Ernsthafte Krisen, in denen das allgemeine Vertrauen in das bisherige Paradigma so untergraben wird, dass dieses ernsthaft in Frage gestellt wird, sind deshalb ziemlich selten. Und das ist auch gut und richtig so, denn ansonsten wäre ein produktiver Wissenschaftsbetrieb nicht möglich. Kommt es aber zur Krise, dann wird das bisher weitgehend unbewusste Paradigma selbst zum Gegenstand des wissenschaftlichen Diskurses. Das bisher Selbstverständliche wird jedenfalls zu Teilen angezweifelt, Alternativen werden denkbar, und aus diesen können sich neue paradigmatische Ansätze ergeben, welche mit dem bisherigen Paradigma völlig unvereinbar sind.

Als wissenschaftliche Revolution bezeichnet Kuhn schließlich den Vorgang, dass das bisherige Paradigma im allgemeinen Konsens verworfen wird und ein neues sich an seiner Stelle etabliert.

 

Gibt es ein Paradigma des Goetheanismus?

Kann Kuhns vor Jahrzehnten in der Wissenschaftstheorie revolutionäre Sichtweise auch bei der Betrachtung des Goetheanismus im Bereich der Naturwissenschaften fruchtbar sein?

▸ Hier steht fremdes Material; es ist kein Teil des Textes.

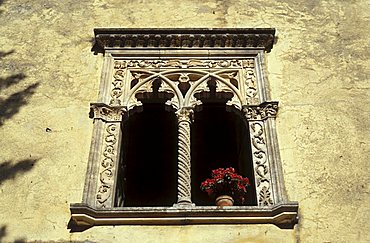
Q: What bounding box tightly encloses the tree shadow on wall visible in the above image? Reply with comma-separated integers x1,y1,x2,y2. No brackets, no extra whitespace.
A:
0,225,26,243
0,49,39,126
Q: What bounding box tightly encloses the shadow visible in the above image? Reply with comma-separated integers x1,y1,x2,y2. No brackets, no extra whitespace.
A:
0,73,26,91
0,159,38,185
67,219,92,232
0,48,39,126
0,225,27,243
0,81,39,126
0,49,14,59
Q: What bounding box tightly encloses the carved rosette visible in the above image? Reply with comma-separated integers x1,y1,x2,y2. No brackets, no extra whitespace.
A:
249,121,274,206
243,101,278,120
96,123,120,208
176,108,193,205
90,103,126,122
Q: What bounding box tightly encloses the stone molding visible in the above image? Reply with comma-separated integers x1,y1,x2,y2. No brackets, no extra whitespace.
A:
70,202,298,229
93,28,275,52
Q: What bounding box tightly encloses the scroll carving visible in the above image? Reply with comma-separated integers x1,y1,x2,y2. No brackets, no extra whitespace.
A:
244,67,258,104
96,123,119,208
176,108,193,205
249,122,273,206
109,69,125,106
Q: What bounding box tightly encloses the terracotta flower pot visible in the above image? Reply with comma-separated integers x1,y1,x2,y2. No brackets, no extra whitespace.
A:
216,195,234,207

Ich meine, dass allein schon Kuhns Begriff des Paradigmas für das Selbstverständnis des Goetheanismus hilfreich sein kann, weil er in sehr freilassender Weise eine vergleichende Betrachtung verschiedener wissenschaftlicher und auch nicht ganz so wissenschaftlicher Systeme eröffnet.

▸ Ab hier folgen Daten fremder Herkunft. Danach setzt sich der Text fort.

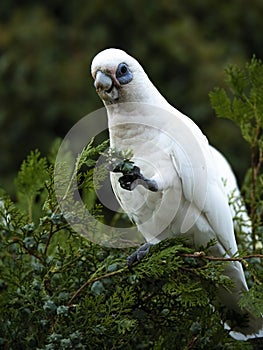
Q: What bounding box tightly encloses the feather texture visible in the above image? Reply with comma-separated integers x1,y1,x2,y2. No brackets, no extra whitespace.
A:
91,49,263,340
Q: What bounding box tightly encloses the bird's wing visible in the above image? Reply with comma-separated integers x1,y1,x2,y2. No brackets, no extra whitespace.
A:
172,113,240,255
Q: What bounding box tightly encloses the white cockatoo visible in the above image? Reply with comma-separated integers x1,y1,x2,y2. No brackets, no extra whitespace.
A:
91,49,263,340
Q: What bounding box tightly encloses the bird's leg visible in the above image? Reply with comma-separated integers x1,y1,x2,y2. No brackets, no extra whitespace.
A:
113,165,158,192
127,243,153,269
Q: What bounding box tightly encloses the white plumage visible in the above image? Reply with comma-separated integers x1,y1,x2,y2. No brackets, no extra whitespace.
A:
91,49,263,340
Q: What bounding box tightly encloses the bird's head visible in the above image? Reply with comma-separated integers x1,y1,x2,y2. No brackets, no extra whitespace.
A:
91,49,161,105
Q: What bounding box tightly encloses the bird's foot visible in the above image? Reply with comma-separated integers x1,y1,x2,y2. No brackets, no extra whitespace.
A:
119,166,158,192
127,243,152,269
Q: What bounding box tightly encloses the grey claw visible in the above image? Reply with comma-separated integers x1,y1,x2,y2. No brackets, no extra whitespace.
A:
119,166,158,192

Man kann nach einem Paradigma des Goetheanismus genau so fragen wie nach dem irgendeiner Wissenschaft oder irgendeiner wissenschaftlichen Richtung in irgendeiner Epoche der Geschichte. Diese Ebene der Betrachtung einzunehmen, könnte erheblich zu einer Entkrampfung im Selbstverständnis des Goetheanismus beitragen. Und man könnte dabei sogar bemerken, dass Kuhns Perspektive sehr eng an entsprechende Ansätze bei Goethe und Steiner anschließt.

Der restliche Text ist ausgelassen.